Is there a difference between small private equity firms, large ones like Carlyle, and big banks with private equity divisions? 

From an operational perspective there are notable differences between small and large private equity firms. These differences can include scalability of operational processes and rigorousness of operational policies and procedures in place. Similar differences exist between firm’s which tend to focus on private equity and private equity divisions of large banks such as Goldman Sachs Group, Inc. (NYSE:GS). In these cases, investors should understand how the private equity division functions and what larger operational concerns may be in place.

Can you discuss fraud in the industry? Can regulators prevent this? Can institutional investors avoid this?

 My firm Corgentum Consulting, is of the opinion that fraud cannot be modeled. The next fraud will be different than previous frauds. In certain cases frauds might share common elements but each fraud presents a unique set of facts and circumstances. Regulators cannot prevent every possible instance of fraud but by performing a consistent set of due diligence procedures on fund managers they can take steps which are likely to detect yellow flag and red flag operational issues which might be representative of fraud. Institutional investors can take similar steps in attempts to detect and avoid fraud. Many firms might not have the internal capabilities or expertise to conduct comprehensive multi-disciplinary operational due diligence reviews of private equity funds. In these cases working with specialty operational due diligence consultants such as Corgentum Consulting can add value.

You mention a stunning amount of fraud in offering memorandums; can you elaborate for the readers?

To clarify the book focuses not so much on fraud in offering memorandums, but the often high legal standards General Partners put in place in fund legal documents to prove either fraud, recklessness or negligence. The point of this discussion in the book is that the General Partners often indemnify themselves from certain types of activities in the offering memorandum in

different ways, and only through due diligence which includes not only reading the legal documentation but discussing the terms with the manager, will an investor be able to determine what the standards actually are and what the fund manager’s intentions in implementing such standards were.

That being said, there are historical instances of fund managers making certain fraudulent claims in offering memorandum such as fraudulent relationships with legal counsel or other service providers, or even misstating an investment strategy.

Can you discuss a case study from the book or mention signs investors might notice of possible fraud?

One case study presented in the book is the case of private equity fraud is Danny Pang’s PEMGroup Fraud. Some key items which might have been detecting during the investor operational due diligence process which might raise flags as signs of possible fraud include:

* Mr. Pang’s questionable educational credentials

* Mr. Pang’s previous terminations from another asset management firm related to allegations of theft and misusing brokerage accounts

* Reputational issues including reported lavish personal expenditures

* Media reports which raised questions concerning Mr. Pang’s operations

* Mr. Pang’s questionable claims of “guaranteed” investment performance and further questions surrounding operational processes at his firm including cash controls

Does private equity have more fraud problems than other industries?

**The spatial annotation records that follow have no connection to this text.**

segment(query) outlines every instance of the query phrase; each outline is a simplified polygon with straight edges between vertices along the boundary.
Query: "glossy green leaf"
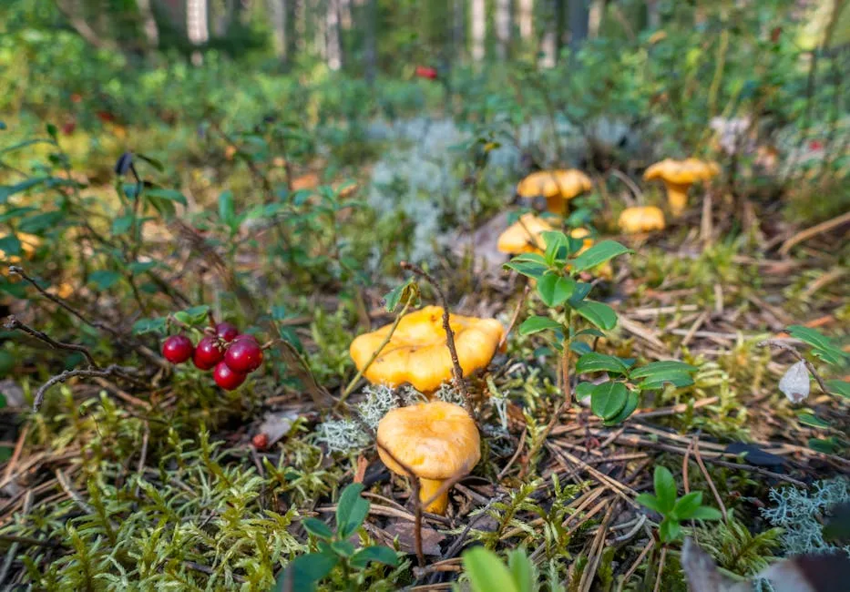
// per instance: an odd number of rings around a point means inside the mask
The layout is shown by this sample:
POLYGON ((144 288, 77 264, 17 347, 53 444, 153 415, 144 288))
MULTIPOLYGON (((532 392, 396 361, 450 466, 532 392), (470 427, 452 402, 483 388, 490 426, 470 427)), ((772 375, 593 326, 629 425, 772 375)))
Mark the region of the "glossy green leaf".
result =
POLYGON ((658 498, 659 505, 661 508, 661 514, 665 515, 670 514, 676 505, 676 480, 673 474, 667 467, 658 464, 655 466, 655 474, 652 478, 655 487, 655 496, 658 498))
POLYGON ((623 405, 622 410, 614 417, 606 419, 602 424, 606 426, 622 424, 629 419, 631 413, 635 413, 635 409, 638 408, 639 404, 640 404, 640 394, 636 391, 629 391, 629 396, 626 399, 626 404, 623 405))
POLYGON ((574 308, 579 314, 603 331, 610 331, 617 326, 617 313, 608 304, 582 301, 574 308))
POLYGON ((829 388, 830 393, 840 394, 843 397, 850 398, 850 383, 847 381, 842 381, 838 379, 826 381, 826 386, 829 388))
POLYGON ((474 592, 519 592, 511 572, 492 551, 476 546, 462 556, 474 592))
MULTIPOLYGON (((335 555, 308 553, 295 557, 286 567, 282 577, 292 578, 292 590, 313 590, 316 583, 330 574, 339 561, 340 558, 335 555)), ((286 587, 283 589, 286 589, 286 587)))
POLYGON ((701 505, 702 505, 702 492, 691 491, 676 500, 671 515, 679 520, 687 520, 701 505))
POLYGON ((340 494, 336 506, 336 530, 345 539, 357 532, 369 514, 369 502, 361 497, 363 484, 353 483, 340 494))
POLYGON ((628 398, 629 390, 622 383, 602 383, 590 393, 590 410, 602 419, 610 419, 622 411, 628 398))
POLYGON ((538 294, 547 306, 559 306, 572 295, 576 289, 576 281, 552 271, 547 271, 538 281, 538 294))
POLYGON ((507 568, 517 592, 534 592, 534 566, 525 549, 514 549, 507 554, 507 568))
POLYGON ((616 240, 601 240, 569 262, 575 271, 591 270, 618 255, 634 252, 616 240))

Due to the often larger individual investment sizes and smaller number of positions private equity investing can present a greater likelihood of fraud then other industries. The reason in part also relates in part to liquidity. Private equity investments tend to be more illiquid. When there is a lack of independence in the valuation in these illiquid investments, there is a greater potential for fraudulent activity.

There has been a lot of regulation on hedge funds, banks etc. why do you think Private Equity has not been a major topic?

Despite the size of the industry, from a regulatory perspective private equity it seems has often been lumped together as a bit of an afterthought with other types of investments such as hedge funds. Perhaps private equity has flown under the radar from a regulatory perspective because there hasn’t been a large scale blowup in recent years and therefore, the political will is not there to focus in on this industry.

Additionally, due to the nature of private equity trading activities, the argument could be made that they have been less of a major player in moving markets one way or another as compared to their hedge fund counterparts. Therefore, it is easier perhaps for regulators to focus on hedge funds as opposed to private equity due to this increased trading frequency,

What do you think about the recent controversy about Private Equity firms valuing private assets?

Private equity valuations will continue to be topic which receives much interest. Regardless of the approach followed from an investors perspective the most important factors in evaluating the valuation process of General Partners should be:

1) Is there sufficient independent oversight of General Partner valuations?

2) Is there transparency into the valuation process?

If investors can answer these questions then they are on the road to ensuring that they have properly vetted a General Partner’s valuation processes. This should also be complimented by ongoing monitoring of valuations which can be accomplished through the ongoing operational due diligence.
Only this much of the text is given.